We first bound the number of quadruples in $Q$ that correspond to a translation. Given the first three points of a quadruple $(a,p,b,?)$, there is at most one point in ${\cal P}$ that can complete it to a quadruple that corresponds to a translation. Thus, $O(n^3)$ quadruples in $Q$ correspond to a translation.

Bounding the number of quadruples in $Q$ that correspond to a rotation is more difficult. A rotation can be parameterized using three parameters — two parameters for the origin and another one for the angle of rotation. Given a rotation with origin $(o_x,o_y)$ and an angle of $\alpha$, Guth and Katz parameterize it as $(o_x,o_y,\cot(\alpha/2))\in{\mathbb R}^3$. The advantage of this paramterization is that, given a pair of points $a,b\in{\mathbb R}^2$, the set of parametrizations of the rotations that take $a$ to $b$ is exactly the following line in ${\mathbb R}^3$:

$\ell_{ab} = \left(\frac{a_x+b_x}{2}, \frac{a_y+b_y}{2},0\right) + t\left(\frac{b_y-a_y}{2}, \frac{a_x-b_x}{2},1\right), \quad \text{ for } t\in{\mathbb R}. \ \ \ \$

The proof of this property is a rather standard calculation which is not relevant to the rest of our discussion, so we do not present it here. Notice that the projection of $\ell_{ab}$ on the $xy$-plane is the perpendicular bisector of $ab$, as expected. That is, $\ell_{ab}$ is obtained by “lifting” the perpendicular bisector of $ab$ to a line in ${\mathbb R}^3$ whose slope in the $z$-direction is $2/|ab|$, as is easily checked.

Consider a quadruple $(a,p,b,q)\in {\cal P}^4$ and let $\ell_{ab}$ and $\ell_{pq}$ be the pair of lines in ${\mathbb R}^3$ corresponding to $(a,b)$ and $(p,q)$, as defined in $(1)$. If the intersection point $p = \ell_{ab} \cap \ell_{pq}$ exists, then it is the parametrization of a rotation taking both $a$ to $b$ and $p$ to $q$. That is, the quadruple $(a,p,b,q)$ corresponds to a rotation (and is thus in $Q$) if and only if $\ell_{ab}$ and $\ell_{pq}$ intersect. The following figure depicts such a quadruple of points, the two perpendicular bisectors, and their “liftings” to ${\mathbb R}^3$.
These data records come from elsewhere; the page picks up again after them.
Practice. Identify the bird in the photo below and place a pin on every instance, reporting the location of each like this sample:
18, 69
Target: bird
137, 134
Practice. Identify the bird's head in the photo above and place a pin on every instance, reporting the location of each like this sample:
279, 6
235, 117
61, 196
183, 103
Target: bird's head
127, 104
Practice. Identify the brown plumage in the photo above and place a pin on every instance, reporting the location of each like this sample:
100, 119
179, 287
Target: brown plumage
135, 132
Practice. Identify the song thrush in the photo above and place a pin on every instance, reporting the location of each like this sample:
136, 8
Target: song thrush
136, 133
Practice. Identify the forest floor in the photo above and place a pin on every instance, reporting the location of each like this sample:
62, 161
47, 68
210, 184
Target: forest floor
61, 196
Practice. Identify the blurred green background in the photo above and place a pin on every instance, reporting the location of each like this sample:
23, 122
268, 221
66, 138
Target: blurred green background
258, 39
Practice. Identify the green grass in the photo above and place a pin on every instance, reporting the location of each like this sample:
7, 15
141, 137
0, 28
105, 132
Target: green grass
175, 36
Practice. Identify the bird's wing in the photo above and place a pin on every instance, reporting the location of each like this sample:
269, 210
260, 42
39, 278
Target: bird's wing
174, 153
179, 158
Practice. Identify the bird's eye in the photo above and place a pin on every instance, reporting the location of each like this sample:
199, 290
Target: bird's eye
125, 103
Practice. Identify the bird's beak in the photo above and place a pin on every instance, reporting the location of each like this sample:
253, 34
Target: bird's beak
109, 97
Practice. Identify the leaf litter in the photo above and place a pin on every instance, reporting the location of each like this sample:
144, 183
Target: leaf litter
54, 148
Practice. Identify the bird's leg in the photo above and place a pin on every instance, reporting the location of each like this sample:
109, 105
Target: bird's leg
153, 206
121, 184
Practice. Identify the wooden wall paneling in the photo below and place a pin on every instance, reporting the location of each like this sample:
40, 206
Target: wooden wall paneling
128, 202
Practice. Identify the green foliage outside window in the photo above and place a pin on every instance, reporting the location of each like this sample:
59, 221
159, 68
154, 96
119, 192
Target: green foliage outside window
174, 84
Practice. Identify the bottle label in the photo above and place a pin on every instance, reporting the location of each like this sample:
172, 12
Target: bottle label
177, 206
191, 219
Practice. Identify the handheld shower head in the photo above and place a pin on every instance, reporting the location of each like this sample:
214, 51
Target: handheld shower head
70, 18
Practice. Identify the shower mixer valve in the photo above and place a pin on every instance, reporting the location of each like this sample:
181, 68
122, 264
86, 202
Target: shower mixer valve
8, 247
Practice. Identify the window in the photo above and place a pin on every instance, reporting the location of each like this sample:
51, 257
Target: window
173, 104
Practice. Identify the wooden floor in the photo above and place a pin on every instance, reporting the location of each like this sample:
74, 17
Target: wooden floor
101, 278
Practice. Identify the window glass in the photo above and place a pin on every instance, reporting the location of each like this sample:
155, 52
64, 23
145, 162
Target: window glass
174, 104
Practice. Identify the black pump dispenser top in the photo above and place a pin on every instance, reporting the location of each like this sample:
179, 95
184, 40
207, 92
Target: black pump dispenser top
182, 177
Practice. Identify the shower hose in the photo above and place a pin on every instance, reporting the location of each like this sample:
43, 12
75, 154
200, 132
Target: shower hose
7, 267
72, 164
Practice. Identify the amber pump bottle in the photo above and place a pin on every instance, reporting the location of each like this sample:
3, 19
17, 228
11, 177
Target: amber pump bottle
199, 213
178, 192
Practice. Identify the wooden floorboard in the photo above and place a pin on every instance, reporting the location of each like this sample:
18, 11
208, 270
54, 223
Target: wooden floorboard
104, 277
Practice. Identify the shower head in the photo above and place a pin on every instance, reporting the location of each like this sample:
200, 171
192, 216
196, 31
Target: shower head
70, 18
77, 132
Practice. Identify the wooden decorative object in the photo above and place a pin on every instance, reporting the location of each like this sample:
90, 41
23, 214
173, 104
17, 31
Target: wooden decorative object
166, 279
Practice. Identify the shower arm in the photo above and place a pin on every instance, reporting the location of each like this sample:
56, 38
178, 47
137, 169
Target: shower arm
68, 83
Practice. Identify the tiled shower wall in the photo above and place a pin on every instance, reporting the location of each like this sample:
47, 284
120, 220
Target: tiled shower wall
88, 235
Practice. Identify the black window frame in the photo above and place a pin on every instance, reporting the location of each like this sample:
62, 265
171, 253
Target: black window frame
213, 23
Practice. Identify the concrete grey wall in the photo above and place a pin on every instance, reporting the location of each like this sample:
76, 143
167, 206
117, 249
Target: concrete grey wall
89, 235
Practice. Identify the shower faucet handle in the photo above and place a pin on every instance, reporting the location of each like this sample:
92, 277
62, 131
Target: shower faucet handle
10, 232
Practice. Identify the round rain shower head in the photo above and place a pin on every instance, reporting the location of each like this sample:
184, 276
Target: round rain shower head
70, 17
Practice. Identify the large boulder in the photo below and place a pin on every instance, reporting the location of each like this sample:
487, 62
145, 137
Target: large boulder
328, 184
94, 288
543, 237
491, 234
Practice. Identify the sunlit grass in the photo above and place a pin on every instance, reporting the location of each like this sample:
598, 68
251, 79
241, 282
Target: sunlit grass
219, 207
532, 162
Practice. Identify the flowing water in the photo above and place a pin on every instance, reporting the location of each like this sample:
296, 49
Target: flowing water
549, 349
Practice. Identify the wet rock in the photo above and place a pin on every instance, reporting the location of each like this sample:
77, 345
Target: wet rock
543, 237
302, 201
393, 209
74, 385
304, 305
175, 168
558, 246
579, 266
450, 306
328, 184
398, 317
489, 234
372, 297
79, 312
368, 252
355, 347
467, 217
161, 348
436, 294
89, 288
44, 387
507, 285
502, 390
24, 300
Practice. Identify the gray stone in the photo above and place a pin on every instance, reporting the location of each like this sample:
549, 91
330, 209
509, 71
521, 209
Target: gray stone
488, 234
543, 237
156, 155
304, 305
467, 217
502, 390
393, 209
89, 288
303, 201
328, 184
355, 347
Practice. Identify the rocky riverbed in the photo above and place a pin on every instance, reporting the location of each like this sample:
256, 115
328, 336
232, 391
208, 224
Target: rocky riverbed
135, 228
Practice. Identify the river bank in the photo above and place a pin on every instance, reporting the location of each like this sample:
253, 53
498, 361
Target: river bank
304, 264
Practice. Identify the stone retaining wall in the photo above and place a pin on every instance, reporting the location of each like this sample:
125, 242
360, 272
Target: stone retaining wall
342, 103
Pairs of points from ${\cal P}$ yield $\Theta(n^2)$ lines in the parametric space ${\mathbb R}^3$, and there is a bijection between quadruples that correspond to rotations and pairs of intersecting lines. Thus, an upper bound of $O(n^3\log n)$ on the number of pairs of intersecting lines would imply $|Q| = O(n^3\log n)$, as required.

By placing $\Theta(n^2)$ lines on a common plane or regulus we can easily obtain $\Theta(n^4)$ pairs of intersecting lines. However, the lines that are obtained by the above reduction are restricted and cannot all be on a common plane or regulus. Specifically, Guth and Katz show that no plane or regulus can contain more than $O(n)$ of these lines. With this additional restriction, Guth and Katz prove that no more than $O(n^3\log n)$ pairs of intersecting lines are possible. The proof is somewhat complicated, and I might write about it in the future. Instead, in the following posts we will discuss additional applications of the Elekes-Sharir framework.